To make fermented foods (such as yogurt, kefir, and other fermented foods) the milk is inoculated with the lactic acid bacteria. These bacteria use up almost all the milk sugar called “lactose” and convert it into lactic acid. It is this lactic acid that curds the milk and gives that sour taste to the product. So the milk sugars that the government thinks are still in the product are actually gone. It’s been converted by these lactose-loving bacteria. Since these bacteria have “eaten” most of the milk sugar by the time you buy it (or make it yourself) there are not many carbohydrates left. It is the lactic acid that is counted as carbohydrates.
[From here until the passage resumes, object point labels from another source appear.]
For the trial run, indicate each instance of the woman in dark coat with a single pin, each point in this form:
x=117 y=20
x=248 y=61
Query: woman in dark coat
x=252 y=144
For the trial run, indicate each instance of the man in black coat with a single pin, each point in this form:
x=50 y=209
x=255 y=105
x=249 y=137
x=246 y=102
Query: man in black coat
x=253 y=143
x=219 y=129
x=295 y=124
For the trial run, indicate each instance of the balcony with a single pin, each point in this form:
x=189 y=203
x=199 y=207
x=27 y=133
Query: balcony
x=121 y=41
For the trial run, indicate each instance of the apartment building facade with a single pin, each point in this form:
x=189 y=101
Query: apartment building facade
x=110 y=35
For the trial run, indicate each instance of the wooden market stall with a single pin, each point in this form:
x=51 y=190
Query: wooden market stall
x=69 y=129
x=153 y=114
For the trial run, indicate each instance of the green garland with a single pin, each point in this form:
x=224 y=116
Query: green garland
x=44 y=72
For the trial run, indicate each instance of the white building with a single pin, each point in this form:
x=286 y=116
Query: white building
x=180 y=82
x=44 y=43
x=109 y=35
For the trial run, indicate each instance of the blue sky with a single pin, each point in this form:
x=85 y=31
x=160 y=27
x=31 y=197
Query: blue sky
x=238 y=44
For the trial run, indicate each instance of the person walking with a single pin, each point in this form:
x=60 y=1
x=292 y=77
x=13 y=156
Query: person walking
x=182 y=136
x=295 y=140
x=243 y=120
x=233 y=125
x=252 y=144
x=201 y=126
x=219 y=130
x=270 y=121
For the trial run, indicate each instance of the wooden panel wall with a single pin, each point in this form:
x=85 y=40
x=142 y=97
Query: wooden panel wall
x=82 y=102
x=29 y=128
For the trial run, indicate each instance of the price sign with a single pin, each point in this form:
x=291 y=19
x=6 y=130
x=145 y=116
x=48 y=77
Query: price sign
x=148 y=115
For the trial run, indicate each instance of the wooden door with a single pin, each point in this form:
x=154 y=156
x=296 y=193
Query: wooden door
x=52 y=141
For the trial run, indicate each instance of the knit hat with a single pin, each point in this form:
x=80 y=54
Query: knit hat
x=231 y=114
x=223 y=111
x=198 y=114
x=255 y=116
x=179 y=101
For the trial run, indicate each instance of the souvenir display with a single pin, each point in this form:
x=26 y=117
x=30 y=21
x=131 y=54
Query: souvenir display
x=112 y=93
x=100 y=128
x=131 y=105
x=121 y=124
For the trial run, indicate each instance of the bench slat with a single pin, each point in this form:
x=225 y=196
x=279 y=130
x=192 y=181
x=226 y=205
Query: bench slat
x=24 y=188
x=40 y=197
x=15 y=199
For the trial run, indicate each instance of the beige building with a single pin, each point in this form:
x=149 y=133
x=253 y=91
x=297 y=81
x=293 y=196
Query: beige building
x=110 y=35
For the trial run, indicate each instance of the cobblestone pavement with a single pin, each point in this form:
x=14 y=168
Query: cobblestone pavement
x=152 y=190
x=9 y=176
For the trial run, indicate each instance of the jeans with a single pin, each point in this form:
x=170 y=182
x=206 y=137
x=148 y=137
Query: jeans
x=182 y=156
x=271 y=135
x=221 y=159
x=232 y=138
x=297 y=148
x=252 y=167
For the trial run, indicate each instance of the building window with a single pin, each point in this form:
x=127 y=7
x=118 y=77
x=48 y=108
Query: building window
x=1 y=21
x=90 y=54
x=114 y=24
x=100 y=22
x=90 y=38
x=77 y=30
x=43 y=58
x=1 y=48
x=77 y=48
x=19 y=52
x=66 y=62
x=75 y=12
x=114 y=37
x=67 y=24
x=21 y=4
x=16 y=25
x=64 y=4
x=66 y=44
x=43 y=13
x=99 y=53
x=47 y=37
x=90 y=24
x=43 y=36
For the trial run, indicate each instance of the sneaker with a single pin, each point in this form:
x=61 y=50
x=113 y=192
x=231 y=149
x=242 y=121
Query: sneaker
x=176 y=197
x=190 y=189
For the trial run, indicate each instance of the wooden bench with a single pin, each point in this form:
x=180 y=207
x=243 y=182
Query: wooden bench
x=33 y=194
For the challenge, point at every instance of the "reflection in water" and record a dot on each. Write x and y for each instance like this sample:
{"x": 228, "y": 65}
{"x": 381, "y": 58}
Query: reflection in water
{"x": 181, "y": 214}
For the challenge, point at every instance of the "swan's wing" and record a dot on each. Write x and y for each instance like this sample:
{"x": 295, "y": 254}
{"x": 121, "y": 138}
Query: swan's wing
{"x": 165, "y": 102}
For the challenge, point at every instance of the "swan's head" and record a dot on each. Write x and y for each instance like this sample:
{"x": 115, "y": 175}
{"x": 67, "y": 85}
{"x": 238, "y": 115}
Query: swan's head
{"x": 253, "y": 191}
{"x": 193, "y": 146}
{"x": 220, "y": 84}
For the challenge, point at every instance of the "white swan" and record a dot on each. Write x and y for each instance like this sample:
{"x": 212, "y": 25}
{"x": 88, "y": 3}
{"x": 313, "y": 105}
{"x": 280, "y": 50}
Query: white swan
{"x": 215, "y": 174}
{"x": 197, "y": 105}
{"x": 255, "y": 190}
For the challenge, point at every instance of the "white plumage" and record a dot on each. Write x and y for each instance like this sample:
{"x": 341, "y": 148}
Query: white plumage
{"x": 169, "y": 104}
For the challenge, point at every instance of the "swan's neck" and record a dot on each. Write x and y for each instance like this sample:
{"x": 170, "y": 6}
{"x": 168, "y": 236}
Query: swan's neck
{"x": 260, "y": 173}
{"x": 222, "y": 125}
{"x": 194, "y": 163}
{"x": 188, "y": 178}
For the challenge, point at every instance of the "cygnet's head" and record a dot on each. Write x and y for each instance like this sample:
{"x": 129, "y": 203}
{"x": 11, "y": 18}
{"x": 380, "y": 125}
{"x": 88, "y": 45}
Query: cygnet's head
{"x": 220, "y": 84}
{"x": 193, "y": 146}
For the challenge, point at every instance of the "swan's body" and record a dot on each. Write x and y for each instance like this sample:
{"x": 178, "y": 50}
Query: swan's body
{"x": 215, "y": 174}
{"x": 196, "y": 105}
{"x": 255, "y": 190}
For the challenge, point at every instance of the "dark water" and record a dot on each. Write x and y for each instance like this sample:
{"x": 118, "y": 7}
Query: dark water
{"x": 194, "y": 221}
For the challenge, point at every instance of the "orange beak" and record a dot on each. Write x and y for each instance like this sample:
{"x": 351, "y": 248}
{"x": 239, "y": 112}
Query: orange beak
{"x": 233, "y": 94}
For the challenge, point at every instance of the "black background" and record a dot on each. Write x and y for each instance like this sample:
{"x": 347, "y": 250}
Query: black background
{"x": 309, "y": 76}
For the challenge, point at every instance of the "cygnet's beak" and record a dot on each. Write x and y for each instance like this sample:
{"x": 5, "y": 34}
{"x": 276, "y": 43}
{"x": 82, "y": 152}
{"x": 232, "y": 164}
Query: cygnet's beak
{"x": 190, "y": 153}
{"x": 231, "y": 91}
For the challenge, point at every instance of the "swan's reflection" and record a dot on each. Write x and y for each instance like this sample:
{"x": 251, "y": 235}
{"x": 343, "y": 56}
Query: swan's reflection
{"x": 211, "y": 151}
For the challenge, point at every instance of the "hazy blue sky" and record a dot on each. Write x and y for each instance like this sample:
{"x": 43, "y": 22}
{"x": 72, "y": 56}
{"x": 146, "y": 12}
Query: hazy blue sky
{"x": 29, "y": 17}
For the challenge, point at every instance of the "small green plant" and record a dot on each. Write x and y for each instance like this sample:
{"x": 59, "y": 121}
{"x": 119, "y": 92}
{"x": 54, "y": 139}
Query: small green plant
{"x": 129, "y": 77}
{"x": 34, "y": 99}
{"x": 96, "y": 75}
Therefore, you can eat up to a cup of plain yogurt, buttermilk, or kefir and only count 2-4 grams of carbohydrates. Dr. Jack Goldberg of Go-Diet has measured this in his own laboratory. Kefir is 99% lactose-free, which means all the milk sugars, or lactose, are mostly gone and this is why so many lactose-intolerant people don’t have a problem with kefir. One cup of yogurt will contain about 4 grams of carbohydrates. Kefir has about 1 since there are more bacteria in kefir to eat up the lactose.
Microbes Eat The Sugars
Fermentation reduces the calories. One cup of whole milk has 12 grams of sugar (lactose) and 148 calories. Fermentation reduces the calories by 44 since most of the 12 grams of sugar will be gone. This would make whole milk kefir per cup, 104 calories versus 148 calories, and the sugar count would then be 1 gram or less, depending on how long you ferment it. There will be fewer calories in lower fat milk kefir, but this is a general rule. The microbes eat the milk sugars as a food source and you get probiotics instead of sugar. Pretty cool, don’t you think?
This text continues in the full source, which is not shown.